Après l'enquête sur les 493 projets (ou parcours) de réussite éducative (PRE), le commissariat général à l'Egalité des territoires publie deux études, l'une quantitative, l'autre qualitative, commandées dans le but d'établir le premier bilan global de ce dispositif et quelques préconisations pour l'avenir.
La première étude, réalisée par des chercheurs de l'Institut des politiques publiques (IPP), porte sur des enfants de 133 écoles de territoires prioritaires de la politique de la ville. Ils ont été interrogés, ainsi que leurs parents, leurs enseignants et leurs coordonnateurs PRE quand il y a lieu.
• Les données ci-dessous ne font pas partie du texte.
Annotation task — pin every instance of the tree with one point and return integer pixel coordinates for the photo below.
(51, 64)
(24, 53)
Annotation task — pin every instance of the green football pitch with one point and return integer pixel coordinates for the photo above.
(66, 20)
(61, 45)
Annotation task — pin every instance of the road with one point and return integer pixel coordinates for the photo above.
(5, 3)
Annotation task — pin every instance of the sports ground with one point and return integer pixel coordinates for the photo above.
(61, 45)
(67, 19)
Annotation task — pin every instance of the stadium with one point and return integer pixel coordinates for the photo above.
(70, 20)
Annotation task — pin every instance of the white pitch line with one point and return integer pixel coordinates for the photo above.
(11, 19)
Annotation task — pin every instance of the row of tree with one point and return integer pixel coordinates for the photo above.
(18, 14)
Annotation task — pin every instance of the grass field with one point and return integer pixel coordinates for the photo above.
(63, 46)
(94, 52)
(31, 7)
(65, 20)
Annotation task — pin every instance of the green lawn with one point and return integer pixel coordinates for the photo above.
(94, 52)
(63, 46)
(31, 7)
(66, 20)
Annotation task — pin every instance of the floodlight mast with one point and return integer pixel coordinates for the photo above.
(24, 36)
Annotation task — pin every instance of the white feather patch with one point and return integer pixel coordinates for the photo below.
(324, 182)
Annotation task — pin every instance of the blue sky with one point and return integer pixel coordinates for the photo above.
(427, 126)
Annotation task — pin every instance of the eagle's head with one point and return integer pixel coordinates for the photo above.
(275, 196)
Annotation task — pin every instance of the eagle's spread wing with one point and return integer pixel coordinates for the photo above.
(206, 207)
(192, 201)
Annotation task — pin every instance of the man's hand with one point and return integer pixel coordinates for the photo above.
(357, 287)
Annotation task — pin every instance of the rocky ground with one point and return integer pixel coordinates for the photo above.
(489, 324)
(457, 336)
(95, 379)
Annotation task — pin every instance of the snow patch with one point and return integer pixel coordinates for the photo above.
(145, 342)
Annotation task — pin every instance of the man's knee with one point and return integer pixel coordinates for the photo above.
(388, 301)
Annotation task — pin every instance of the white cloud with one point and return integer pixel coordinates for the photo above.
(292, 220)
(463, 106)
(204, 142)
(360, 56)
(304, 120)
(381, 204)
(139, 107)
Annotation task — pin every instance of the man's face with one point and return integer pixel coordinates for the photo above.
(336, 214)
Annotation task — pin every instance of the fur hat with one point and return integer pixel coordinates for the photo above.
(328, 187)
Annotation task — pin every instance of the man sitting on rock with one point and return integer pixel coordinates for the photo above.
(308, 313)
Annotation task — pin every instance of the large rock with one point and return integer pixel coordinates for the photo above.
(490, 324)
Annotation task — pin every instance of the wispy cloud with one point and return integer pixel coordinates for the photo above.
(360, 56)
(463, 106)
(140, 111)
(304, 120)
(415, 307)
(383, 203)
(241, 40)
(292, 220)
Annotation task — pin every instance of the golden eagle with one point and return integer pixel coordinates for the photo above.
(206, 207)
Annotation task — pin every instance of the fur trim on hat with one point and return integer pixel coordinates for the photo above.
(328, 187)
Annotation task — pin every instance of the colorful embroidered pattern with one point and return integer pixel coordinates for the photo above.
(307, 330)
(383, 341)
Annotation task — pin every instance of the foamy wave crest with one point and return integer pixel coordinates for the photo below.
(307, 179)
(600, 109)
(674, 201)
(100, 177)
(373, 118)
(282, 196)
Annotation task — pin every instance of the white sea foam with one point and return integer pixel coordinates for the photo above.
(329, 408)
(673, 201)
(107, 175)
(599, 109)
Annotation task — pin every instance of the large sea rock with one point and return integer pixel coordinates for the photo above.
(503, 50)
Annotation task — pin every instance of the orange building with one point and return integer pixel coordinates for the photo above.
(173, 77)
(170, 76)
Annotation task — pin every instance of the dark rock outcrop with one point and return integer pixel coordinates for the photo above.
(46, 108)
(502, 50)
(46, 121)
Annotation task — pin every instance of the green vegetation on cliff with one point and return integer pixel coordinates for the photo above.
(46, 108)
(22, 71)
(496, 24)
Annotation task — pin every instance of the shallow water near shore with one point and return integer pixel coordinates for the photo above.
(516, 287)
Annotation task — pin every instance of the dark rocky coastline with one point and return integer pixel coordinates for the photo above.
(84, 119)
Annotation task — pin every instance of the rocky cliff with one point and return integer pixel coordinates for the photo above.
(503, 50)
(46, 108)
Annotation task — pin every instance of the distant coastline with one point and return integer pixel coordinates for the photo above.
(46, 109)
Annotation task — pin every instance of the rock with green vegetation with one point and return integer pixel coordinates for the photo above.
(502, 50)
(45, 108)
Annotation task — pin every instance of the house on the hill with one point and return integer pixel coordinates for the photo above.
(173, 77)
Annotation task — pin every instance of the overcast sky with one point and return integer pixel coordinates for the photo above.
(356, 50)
Car la particularité de la méthodologie est d'avoir travaillé sur deux échantillons : l'un constitué de 102 écoles accueillant au moins un élève bénéficiaire d'un PRE (soit 404 enfants) ; l'autre constitué de 31 écoles "témoins" situées dans des territoires comparables mais n'étant pas bénéficiaires d'un PRE. L'idée étant que "si les deux groupes d'enfants sont parfaitement comparables avant mise en place des parcours, alors toute différence d'évolution entre les deux groupes est imputable au parcours, qui est tout ce qui distingue (en moyenne) les deux groupes".

Des PRE sans effets   

Et là, les résultats sont cinglants, les chercheurs n'ont trouvé "aucun indice pouvant faire penser que les PRE ont, en moyenne, fait progresser les enfants bénéficiaires davantage que les enfants témoins".
Autant le dire tout de suite, l'Association nationale des acteurs de la réussite éducative (Anaré) conteste cette évaluation qu'elle juge "à charge, réductrice et impressionniste". Elle conteste notamment la méthodologie employée avec la constitution des groupes témoins, et "le caractère extrêmement scolaro-centré de cette évaluation". Elle s'interroge également sur la pertinence d'une équipe de recherche composée "majoritairement par des chercheurs en économie (et seulement une chercheure en sciences de l'éducation)"…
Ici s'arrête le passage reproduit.